# Organised Hamm trip for us Northerners?



## RobB (May 22, 2008)

I know tarantulabarn do a coach from the South East across to Hamm but was wondering if anyone does something similar from the North East?

DFDS sail from North Shields (Newcastle) to Holland so I'm wondering if anyone operates a similar trip up this way?

Thanks

Rob


----------



## adamntitch (Jun 17, 2007)

they usaly do buses from all the way up to edinburgh but not this time


----------



## tarantulabarn (Apr 21, 2005)

When the normal coach trips resume, which will be March 2009, The "Northeners" coach will probally be crossing at Hull, however we are looking at other crossings to get the travel time down, i think when we looked at Hull it took around 8 hours off each end of the trip. There are many many other aspects of the trip are being looked at before the trips resume, including animal welfare enroute.


----------



## RobB (May 22, 2008)

Thanks for the replies - I'll keep an eye out for the "Northerners" coach next year.


----------



## GazEmm (Jul 11, 2006)

tarantulabarn said:


> When the normal coach trips resume, which will be March 2009, The "Northeners" coach will probally be crossing at Hull, however we are looking at other crossings to get the travel time down, i think when we looked at Hull it took around 8 hours off each end of the trip. There are many many other aspects of the trip are being looked at before the trips resume, including animal welfare enroute.

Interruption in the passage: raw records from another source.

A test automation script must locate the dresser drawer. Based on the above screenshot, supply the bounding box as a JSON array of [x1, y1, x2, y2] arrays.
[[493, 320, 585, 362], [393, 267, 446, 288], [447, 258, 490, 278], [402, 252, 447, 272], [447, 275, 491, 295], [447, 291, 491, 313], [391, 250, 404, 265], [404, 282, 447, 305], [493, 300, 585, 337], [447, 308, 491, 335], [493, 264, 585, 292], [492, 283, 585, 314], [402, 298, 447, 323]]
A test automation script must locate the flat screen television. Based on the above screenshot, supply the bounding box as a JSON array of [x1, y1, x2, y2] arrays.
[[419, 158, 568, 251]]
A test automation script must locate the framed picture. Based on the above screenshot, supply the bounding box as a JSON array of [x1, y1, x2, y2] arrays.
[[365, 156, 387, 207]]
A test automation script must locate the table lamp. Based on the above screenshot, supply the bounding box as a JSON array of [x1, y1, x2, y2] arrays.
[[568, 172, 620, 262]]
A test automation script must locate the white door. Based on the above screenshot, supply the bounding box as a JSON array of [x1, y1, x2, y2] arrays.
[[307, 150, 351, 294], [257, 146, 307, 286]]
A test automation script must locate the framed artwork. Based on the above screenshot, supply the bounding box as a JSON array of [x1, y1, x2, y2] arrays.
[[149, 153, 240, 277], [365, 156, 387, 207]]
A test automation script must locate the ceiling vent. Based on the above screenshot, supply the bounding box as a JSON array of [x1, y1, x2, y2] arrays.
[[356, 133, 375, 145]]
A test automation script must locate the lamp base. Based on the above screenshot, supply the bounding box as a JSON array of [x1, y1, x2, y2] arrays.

I'm so glad some of the 'incidents' from last time havn't put a stop to more coaches being run.

Look forward to going on another :2thumb:


----------



## beege_3 (May 20, 2005)

GazEmm said:


> I'm so glad some of the 'incidents' from last time havn't put a stop to more coaches being run.
> 
> Look forward to going on another :2thumb:


Me too! Would love to go on one of these coaches...


----------



## Willythegame (Sep 20, 2008)

incidents being?


----------



## Torres13 (Aug 30, 2007)

I doubt anybody will want to bring it up again. Just call it animal welfare.


----------



## tarantulabarn (Apr 21, 2005)

Willythegame said:


> incidents being?


There were some big problems on one of the coaches, the main one being animal welfare, which is why i only have a minibus going in december and the normal trips will not run until March, this is to allow enough time to remedy the problems that are/were found


----------



## beege_3 (May 20, 2005)

Good to see you are putting in the time and effort to try and erradicate any problems.


----------



## tarantulabarn (Apr 21, 2005)

Well its gotta be done, i am certainly not going to have the same problems as last time happen again.


----------